Here’s what I love about this the American Navy was formed during the Revolutionary War, disbanded by George Washington and then didn’t come back into being until 1794. While I have no doubt Brian did his homework here still it’s something you look at go hmm is that right and then google it and see and viola it’s right on the money. What we see here is the interpretation of those events unfolding before our eyes. So in essence it really is a history lesson using the correct catalysts proving once again that comics are both entertaining and educational.

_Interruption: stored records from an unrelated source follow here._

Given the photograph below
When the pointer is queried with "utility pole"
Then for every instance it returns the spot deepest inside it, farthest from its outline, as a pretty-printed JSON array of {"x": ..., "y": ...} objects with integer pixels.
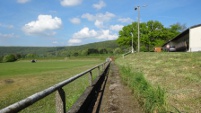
[
  {"x": 138, "y": 9},
  {"x": 132, "y": 43}
]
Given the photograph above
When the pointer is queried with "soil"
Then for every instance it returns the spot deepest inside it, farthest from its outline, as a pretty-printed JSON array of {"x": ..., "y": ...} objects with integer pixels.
[{"x": 115, "y": 97}]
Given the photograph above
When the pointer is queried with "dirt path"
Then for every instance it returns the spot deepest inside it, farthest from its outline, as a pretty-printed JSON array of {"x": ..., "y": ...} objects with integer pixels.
[{"x": 117, "y": 98}]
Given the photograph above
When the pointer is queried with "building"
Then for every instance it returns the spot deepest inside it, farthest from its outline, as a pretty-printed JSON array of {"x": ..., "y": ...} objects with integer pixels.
[{"x": 189, "y": 40}]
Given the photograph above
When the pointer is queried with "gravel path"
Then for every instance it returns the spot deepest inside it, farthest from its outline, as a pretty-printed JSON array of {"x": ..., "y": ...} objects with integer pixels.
[{"x": 117, "y": 98}]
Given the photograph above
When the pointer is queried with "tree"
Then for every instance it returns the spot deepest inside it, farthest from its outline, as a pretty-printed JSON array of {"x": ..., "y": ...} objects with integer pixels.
[
  {"x": 9, "y": 58},
  {"x": 152, "y": 34}
]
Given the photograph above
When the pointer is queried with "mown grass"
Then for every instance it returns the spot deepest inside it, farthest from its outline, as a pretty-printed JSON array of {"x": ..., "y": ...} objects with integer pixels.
[
  {"x": 21, "y": 79},
  {"x": 177, "y": 73},
  {"x": 152, "y": 99}
]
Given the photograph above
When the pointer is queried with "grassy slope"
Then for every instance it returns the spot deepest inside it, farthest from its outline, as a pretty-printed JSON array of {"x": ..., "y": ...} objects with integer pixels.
[
  {"x": 21, "y": 79},
  {"x": 178, "y": 73}
]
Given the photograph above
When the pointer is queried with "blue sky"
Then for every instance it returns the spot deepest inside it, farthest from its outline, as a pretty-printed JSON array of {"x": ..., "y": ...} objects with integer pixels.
[{"x": 78, "y": 22}]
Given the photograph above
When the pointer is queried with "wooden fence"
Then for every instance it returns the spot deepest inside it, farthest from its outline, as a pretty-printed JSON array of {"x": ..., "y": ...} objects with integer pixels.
[{"x": 60, "y": 93}]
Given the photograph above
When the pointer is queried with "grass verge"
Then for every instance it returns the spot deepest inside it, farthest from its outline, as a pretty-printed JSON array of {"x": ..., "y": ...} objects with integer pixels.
[{"x": 151, "y": 98}]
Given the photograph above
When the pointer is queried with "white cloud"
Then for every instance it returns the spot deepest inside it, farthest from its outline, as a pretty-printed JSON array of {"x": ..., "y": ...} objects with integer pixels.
[
  {"x": 22, "y": 1},
  {"x": 99, "y": 18},
  {"x": 106, "y": 35},
  {"x": 125, "y": 20},
  {"x": 116, "y": 27},
  {"x": 6, "y": 26},
  {"x": 12, "y": 35},
  {"x": 70, "y": 2},
  {"x": 98, "y": 24},
  {"x": 74, "y": 41},
  {"x": 75, "y": 20},
  {"x": 86, "y": 33},
  {"x": 43, "y": 25},
  {"x": 99, "y": 5}
]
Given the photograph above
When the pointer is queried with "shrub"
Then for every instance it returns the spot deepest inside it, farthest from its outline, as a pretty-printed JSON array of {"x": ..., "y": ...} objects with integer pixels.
[{"x": 9, "y": 58}]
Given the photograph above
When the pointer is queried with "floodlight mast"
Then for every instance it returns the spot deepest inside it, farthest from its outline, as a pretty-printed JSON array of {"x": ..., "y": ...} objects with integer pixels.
[
  {"x": 132, "y": 50},
  {"x": 138, "y": 9}
]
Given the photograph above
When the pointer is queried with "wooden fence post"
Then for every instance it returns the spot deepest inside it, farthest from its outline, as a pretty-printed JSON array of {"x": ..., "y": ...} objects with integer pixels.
[{"x": 60, "y": 101}]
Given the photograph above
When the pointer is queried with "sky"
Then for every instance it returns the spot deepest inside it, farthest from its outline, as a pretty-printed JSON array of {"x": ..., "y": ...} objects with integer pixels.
[{"x": 52, "y": 23}]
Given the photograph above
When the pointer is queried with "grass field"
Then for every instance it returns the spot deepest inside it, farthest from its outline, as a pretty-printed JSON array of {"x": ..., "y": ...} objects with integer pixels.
[
  {"x": 177, "y": 73},
  {"x": 23, "y": 78}
]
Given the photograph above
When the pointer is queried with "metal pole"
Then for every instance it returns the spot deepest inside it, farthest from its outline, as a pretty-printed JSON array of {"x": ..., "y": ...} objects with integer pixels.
[{"x": 138, "y": 8}]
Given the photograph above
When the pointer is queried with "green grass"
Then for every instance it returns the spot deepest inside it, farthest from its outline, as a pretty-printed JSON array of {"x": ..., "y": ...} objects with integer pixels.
[
  {"x": 21, "y": 79},
  {"x": 152, "y": 99},
  {"x": 177, "y": 73}
]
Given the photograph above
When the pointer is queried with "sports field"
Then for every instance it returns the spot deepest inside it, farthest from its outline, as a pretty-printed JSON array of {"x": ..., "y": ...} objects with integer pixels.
[{"x": 21, "y": 79}]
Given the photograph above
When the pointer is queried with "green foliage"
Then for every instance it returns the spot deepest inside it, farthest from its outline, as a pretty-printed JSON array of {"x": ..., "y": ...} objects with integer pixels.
[
  {"x": 9, "y": 58},
  {"x": 105, "y": 47},
  {"x": 151, "y": 98},
  {"x": 152, "y": 34}
]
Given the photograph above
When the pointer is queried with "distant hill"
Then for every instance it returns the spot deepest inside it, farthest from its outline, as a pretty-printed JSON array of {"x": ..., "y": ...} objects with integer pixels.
[{"x": 53, "y": 50}]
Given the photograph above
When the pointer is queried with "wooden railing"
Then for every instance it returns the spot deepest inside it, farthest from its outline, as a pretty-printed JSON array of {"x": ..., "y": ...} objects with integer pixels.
[{"x": 60, "y": 93}]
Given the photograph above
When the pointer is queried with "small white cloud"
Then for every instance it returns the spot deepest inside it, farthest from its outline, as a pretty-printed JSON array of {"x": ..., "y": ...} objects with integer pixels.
[
  {"x": 12, "y": 35},
  {"x": 22, "y": 1},
  {"x": 116, "y": 27},
  {"x": 86, "y": 33},
  {"x": 70, "y": 2},
  {"x": 75, "y": 20},
  {"x": 6, "y": 26},
  {"x": 98, "y": 24},
  {"x": 106, "y": 35},
  {"x": 74, "y": 41},
  {"x": 55, "y": 42},
  {"x": 99, "y": 5},
  {"x": 99, "y": 18},
  {"x": 125, "y": 20},
  {"x": 42, "y": 25}
]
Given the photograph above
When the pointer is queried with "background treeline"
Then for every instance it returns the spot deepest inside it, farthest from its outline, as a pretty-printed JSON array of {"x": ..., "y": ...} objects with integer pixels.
[
  {"x": 10, "y": 54},
  {"x": 152, "y": 34}
]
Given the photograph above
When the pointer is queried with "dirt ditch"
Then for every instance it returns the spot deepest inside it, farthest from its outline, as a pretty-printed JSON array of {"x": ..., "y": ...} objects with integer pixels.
[{"x": 117, "y": 98}]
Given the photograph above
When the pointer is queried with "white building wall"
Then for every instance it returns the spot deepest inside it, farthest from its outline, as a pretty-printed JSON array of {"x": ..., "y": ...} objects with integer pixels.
[{"x": 195, "y": 39}]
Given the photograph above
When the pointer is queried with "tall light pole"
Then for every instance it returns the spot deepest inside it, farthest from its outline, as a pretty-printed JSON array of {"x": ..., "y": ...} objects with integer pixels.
[
  {"x": 138, "y": 9},
  {"x": 132, "y": 43}
]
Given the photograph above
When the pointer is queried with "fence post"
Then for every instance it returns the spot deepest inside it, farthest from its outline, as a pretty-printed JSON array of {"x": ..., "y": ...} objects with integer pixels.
[
  {"x": 60, "y": 101},
  {"x": 90, "y": 78}
]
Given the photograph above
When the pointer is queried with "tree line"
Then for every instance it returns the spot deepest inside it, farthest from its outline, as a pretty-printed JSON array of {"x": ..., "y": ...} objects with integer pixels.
[{"x": 152, "y": 34}]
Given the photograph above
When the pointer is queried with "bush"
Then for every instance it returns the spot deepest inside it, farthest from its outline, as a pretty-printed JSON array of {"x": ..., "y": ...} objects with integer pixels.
[{"x": 9, "y": 58}]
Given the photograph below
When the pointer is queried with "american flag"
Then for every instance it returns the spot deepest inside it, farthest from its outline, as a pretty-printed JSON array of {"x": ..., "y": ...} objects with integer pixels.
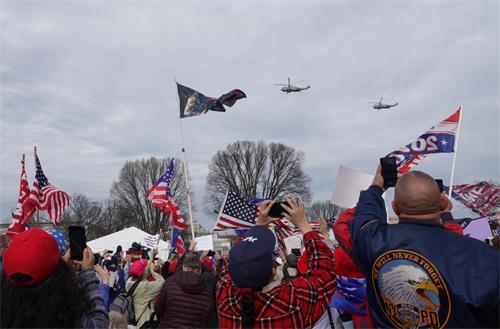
[
  {"x": 159, "y": 193},
  {"x": 481, "y": 198},
  {"x": 438, "y": 139},
  {"x": 162, "y": 198},
  {"x": 177, "y": 243},
  {"x": 236, "y": 212},
  {"x": 23, "y": 213},
  {"x": 175, "y": 219},
  {"x": 46, "y": 196}
]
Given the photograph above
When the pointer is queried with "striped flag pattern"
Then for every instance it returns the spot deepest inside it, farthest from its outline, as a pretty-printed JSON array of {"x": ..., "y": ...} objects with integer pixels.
[
  {"x": 177, "y": 242},
  {"x": 23, "y": 213},
  {"x": 438, "y": 139},
  {"x": 159, "y": 193},
  {"x": 46, "y": 196},
  {"x": 236, "y": 212},
  {"x": 175, "y": 219},
  {"x": 161, "y": 197}
]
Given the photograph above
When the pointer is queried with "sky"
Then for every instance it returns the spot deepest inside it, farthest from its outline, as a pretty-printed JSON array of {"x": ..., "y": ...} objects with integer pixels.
[{"x": 92, "y": 84}]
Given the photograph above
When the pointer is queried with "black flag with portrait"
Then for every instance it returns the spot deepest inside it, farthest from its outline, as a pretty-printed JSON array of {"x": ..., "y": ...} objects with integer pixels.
[{"x": 194, "y": 103}]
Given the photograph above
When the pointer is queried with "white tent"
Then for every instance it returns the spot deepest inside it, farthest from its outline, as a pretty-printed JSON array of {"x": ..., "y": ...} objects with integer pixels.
[{"x": 125, "y": 238}]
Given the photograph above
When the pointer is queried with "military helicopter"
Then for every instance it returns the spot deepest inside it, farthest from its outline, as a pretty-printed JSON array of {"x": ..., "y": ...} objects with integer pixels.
[
  {"x": 289, "y": 88},
  {"x": 380, "y": 106}
]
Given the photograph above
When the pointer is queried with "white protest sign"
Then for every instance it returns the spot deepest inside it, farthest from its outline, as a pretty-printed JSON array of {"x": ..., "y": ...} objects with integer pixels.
[
  {"x": 293, "y": 242},
  {"x": 151, "y": 241},
  {"x": 204, "y": 242},
  {"x": 348, "y": 185}
]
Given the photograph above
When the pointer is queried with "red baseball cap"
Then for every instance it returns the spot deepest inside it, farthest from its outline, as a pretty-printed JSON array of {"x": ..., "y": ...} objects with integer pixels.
[{"x": 33, "y": 253}]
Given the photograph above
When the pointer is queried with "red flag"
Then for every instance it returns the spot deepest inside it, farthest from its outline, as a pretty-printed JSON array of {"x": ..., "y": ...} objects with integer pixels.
[
  {"x": 46, "y": 196},
  {"x": 23, "y": 212}
]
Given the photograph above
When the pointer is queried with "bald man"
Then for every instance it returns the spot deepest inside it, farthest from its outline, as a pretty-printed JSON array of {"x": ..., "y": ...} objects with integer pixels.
[{"x": 418, "y": 273}]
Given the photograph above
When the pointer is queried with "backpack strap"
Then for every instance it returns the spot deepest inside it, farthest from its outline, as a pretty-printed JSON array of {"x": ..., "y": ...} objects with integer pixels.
[{"x": 132, "y": 289}]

I mean i’d be much more prone to remembering this from reading comics than a history book and it’s how I learned about the Greek Gods and World War II to some extent.
The introduction of John, Seth’s son, and his peculiar gift is handled extremely well. We have a hard time today dealing with children who are savants so I can only imagine that in the 1700’s it must have been even harder when a child like that was smarter and more in tune with something than most adults could ever hope to be. It does make for interesting dialogue, premise and setting up the story arc as well as giving us room for characterisation and character growth throughout the story.
I adore the way Andrea brings us the colonial style dress and his rendition of these ancient maritime vessels. Whether he had a love of ships prior to doing this I don’t know but he certainly knows them now as is clearly evident when we see them on the pages. The attention to detail is superb and the way that the whole mood, tone and feel of what we see is amazingly well portrayed. The use of page layouts through their angles, perspective and backgrounds couldn’t be any better at controlling the flow of the story.
This is some of the finest storytelling we’re going to get in our lifetime, it’s real in that it happened and yet seen through the eyes of those created to experience it. It’s a journey of wonder at a time when it looked like the fledgling nation was still in trouble during that turbulent infancy. Plus some of the parallels to today shouldn’t go unnoticed or forgotten making it even more powerful a read.